Volvimos a besarnos, se marchó, y mucho antes de llegar al punto desde el que antes había retrocedido, sacó algo del bolso. No necesité apostar nada conmigo mismo, porque un instante después se dio la vuelta para mirarme y me dejó ver que tenía el teléfono en la oreja. Movió una mano en el aire para despedirse definitivamente de mí y durante un momento acaricié la idea de salir corriendo, asaltarla por la espalda, quitarle el teléfono, hablar con Raquel. Pero los dos sabíamos que yo nunca haría algo así. Por eso me limité a mirarla hasta que se perdió por uno de los arcos de la plaza, fui a recoger mi coche y me volví a Madrid.
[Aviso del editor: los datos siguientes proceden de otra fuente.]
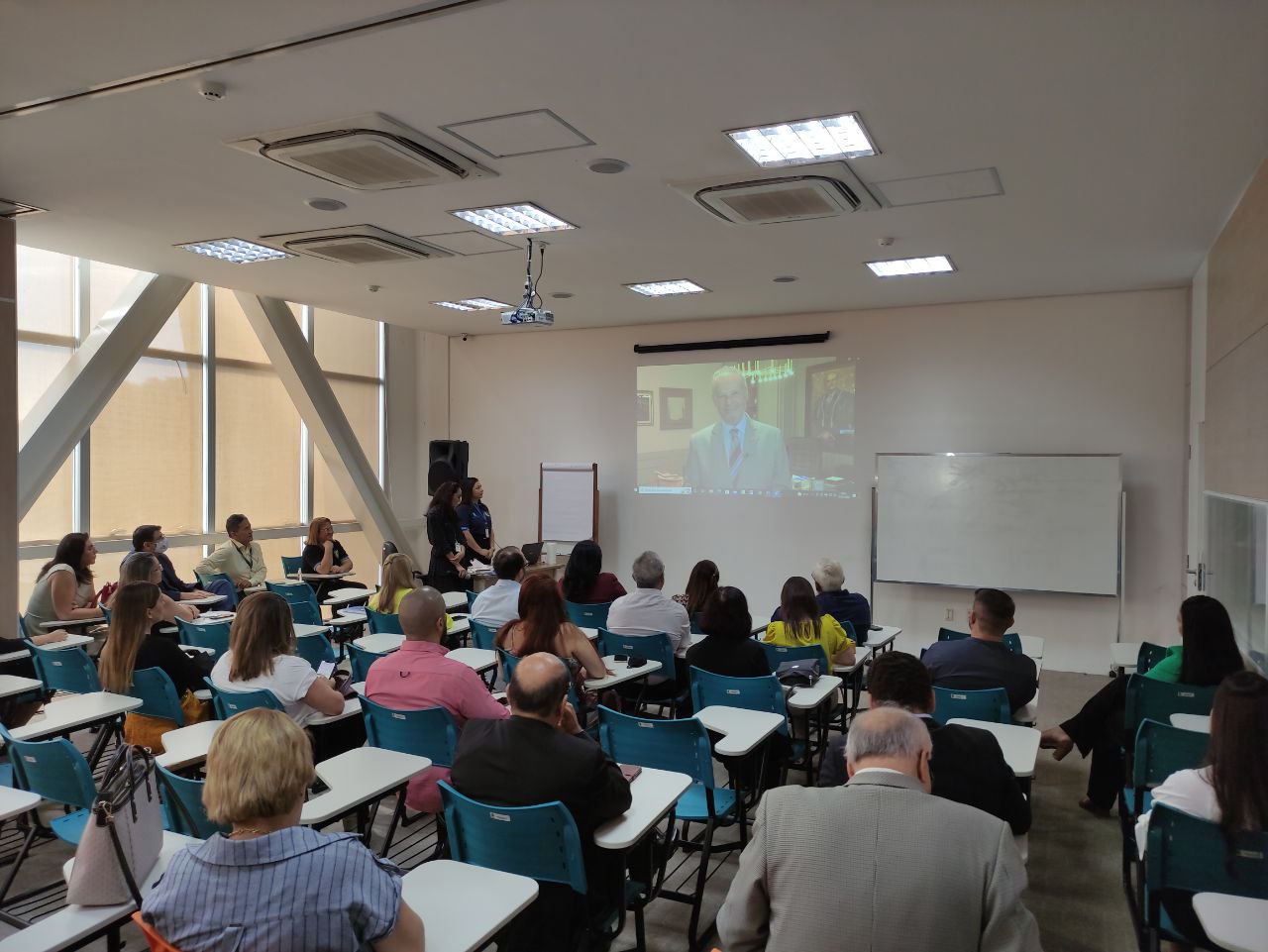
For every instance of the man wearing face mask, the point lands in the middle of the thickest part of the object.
(150, 539)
Durante el viaje, intenté ordenar lo que había aprendido aquella noche. No parecía mucho, y sin embargo, era más de lo que había averiguado en un mes. Los silencios de Berta, la irregular secuencia de indecisiones que se habían ido acumulando en los puntos suspensivos de todas las frases que había dejado a medias, me habían parecido más relevantes que sus palabras, y en éstas brillaba más la oscuridad que la luz, con la única excepción de su última advertencia. Para ella no era importante, para mí sí, no tanto por la integridad de mi orgullo sino porque desarbolaba una hipótesis que había ido creciendo en mi imaginación por simple exclusión de todas las demás. Pero la certeza de que Raquel no se sentía atada a ningún hombre lejano en la distancia ni en el tiempo, no me ayudaba a entenderla. Me resultaba más útil la vaga profecía en la que Berta había envuelto la promesa de su retorno, aquella alambicada y pudorosa manera de decirme que estaba enamorada de mí, y sobre todo el relato de la llamada telefónica que ella misma había impedido, la prueba de que mis palabras más tontas, más cursis, más torpes, habían resultado también las más eficaces. Y sin embargo, ninguno de estos datos merecía tal nombre, ninguno me ayudaba a trazar un camino, ni me llevaba a un lugar distinto del que ocupaba desde que descubrí que Raquel había desaparecido. Tenía que seguir esperando, ésa era la única conclusión, el verdadero saldo de aquel viaje. Tenía que esperar y esperé. No imaginaba que sería tan poco tiempo.